For the second weekend in a row, we have to report an attack upon organized religion. Last week, we deplored the horrific bombings of Sri Lankan Catholic churches on Easter Sunday. This week, we have witnessed the all-too-famiiar scene of a lone crazed gunman shooting up a synagogue in California on the final day of Passover observances.
Anti-Semitism has shown its ugly head again. What more can be said other than we utterly condemn such attacks that seem to be becoming more frequent!
Obviously, the Judea-Christian tradition has been targeted in our secular world. Or are these incidents just the works of individual madmen choosing opportune targets?
The 24-hour news cycle has shone a light on these terrorist-type assaults. No sooner has the crime occurred than TV cameras arrive and begin full-time cable coverage – an endless discussion of who, what, where and when. It’s big business to the media outlets, but it’s numbing to the senses.
In Sri Lanka, it was announced that churches and church-run schools would be closed indefinitely as religious groups continue to be a target. In the United States, we are talking about armed guards outside and inside synagogues and other places of worship. Are we facing a future when religious services can only take place behind heavily fortified doors?
The secularization of society has eroded the sense of the sacred in our midst. Life is cheap. The seamless garment of life has been torn into pieces. How could we ever have anticipated taking the life of children as they are emerging from the womb of the mother? How could we ever have anticipated a discussion of how to assist people in taking their own lives when all else seems seems to fail? The rash of attacks upon churches and synagogues is another attack upon the sanctity of life.
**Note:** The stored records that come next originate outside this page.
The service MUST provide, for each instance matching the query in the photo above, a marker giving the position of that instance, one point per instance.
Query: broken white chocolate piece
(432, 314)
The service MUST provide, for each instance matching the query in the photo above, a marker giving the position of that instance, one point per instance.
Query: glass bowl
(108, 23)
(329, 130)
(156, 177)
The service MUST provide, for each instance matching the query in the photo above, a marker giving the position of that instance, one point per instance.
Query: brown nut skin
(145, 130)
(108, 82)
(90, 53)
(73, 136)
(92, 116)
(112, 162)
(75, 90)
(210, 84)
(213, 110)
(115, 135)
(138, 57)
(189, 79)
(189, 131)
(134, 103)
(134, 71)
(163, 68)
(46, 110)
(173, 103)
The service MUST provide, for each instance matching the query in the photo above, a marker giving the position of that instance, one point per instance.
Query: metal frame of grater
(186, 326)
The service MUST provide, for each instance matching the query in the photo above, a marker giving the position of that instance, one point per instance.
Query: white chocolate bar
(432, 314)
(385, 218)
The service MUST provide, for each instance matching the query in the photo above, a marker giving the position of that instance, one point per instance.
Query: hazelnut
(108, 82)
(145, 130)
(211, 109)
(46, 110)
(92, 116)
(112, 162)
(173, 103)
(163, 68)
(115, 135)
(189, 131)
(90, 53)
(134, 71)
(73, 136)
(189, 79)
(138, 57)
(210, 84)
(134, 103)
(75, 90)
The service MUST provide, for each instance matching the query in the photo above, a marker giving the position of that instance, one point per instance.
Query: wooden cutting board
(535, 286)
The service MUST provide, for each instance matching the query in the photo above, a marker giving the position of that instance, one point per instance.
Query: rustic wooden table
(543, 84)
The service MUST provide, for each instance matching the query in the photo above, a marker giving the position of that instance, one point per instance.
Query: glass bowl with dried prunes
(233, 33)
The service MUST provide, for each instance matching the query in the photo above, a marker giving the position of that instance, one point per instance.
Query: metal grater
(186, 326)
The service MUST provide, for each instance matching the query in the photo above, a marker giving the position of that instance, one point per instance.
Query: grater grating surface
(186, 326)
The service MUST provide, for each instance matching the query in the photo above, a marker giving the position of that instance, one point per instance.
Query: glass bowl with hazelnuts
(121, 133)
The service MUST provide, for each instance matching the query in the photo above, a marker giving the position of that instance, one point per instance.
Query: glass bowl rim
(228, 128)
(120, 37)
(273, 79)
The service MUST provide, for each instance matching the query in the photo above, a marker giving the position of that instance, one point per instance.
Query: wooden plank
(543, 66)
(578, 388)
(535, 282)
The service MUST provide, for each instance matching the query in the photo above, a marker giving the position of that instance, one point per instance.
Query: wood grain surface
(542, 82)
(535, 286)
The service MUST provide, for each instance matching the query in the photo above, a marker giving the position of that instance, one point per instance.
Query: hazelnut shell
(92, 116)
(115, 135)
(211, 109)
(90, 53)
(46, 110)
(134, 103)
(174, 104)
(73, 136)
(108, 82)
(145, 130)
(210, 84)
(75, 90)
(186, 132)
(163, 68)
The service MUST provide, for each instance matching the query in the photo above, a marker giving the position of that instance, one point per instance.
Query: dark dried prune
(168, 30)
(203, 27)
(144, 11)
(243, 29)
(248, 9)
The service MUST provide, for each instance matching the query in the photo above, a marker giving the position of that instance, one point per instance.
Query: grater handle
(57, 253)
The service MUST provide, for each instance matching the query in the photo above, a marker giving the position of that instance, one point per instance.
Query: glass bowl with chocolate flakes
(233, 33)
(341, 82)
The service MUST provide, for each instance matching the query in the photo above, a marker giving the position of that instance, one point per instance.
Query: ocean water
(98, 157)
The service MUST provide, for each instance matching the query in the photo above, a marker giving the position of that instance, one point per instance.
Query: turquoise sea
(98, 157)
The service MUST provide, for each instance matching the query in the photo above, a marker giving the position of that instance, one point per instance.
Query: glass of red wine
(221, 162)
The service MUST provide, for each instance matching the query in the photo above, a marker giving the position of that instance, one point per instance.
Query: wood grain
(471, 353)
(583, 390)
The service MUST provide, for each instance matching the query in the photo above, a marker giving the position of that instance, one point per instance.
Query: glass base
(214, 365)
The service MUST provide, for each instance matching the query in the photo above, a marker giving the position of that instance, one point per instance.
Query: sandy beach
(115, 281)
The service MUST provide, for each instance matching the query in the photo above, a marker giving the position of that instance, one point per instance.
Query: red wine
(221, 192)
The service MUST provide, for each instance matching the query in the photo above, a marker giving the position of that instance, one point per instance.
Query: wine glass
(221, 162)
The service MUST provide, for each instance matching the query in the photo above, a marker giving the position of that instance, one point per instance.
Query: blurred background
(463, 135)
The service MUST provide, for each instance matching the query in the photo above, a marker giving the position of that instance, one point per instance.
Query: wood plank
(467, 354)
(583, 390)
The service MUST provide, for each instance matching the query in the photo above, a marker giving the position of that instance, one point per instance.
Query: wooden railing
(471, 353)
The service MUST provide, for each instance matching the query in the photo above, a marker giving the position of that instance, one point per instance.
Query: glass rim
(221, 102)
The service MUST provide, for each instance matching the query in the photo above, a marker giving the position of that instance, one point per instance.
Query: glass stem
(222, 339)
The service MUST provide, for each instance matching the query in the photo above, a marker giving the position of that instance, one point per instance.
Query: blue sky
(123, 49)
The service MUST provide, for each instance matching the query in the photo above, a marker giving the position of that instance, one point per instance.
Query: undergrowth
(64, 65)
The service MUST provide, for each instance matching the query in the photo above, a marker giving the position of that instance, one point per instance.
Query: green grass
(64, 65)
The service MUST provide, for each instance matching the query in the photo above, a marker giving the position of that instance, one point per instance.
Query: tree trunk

Faith must become part of the national, indeed international, discussion. We have seen centuries of trying to find meaning in reason and science. They are fine and good but only faith in the Divine realizes the basis for declaring that all life is sacred.
Rather than watching religion become marginalized, can’t we find methods to encourage faith-based activities in our pluralistic surroundings. Freedom of religion must not be understood as freedom from religion but rather freedom to worship as one pleases.
Anti-Semitism cast a shadow on humanity in the 20th Century and we seem not to have learned the lesson. Now many seem to think that anti-Christian prejudice is the last permissible bias. We have seen where these terrible attitudes have led us. Isn’t it time we learn from the sins of the past and build a new future that is prejudice-free?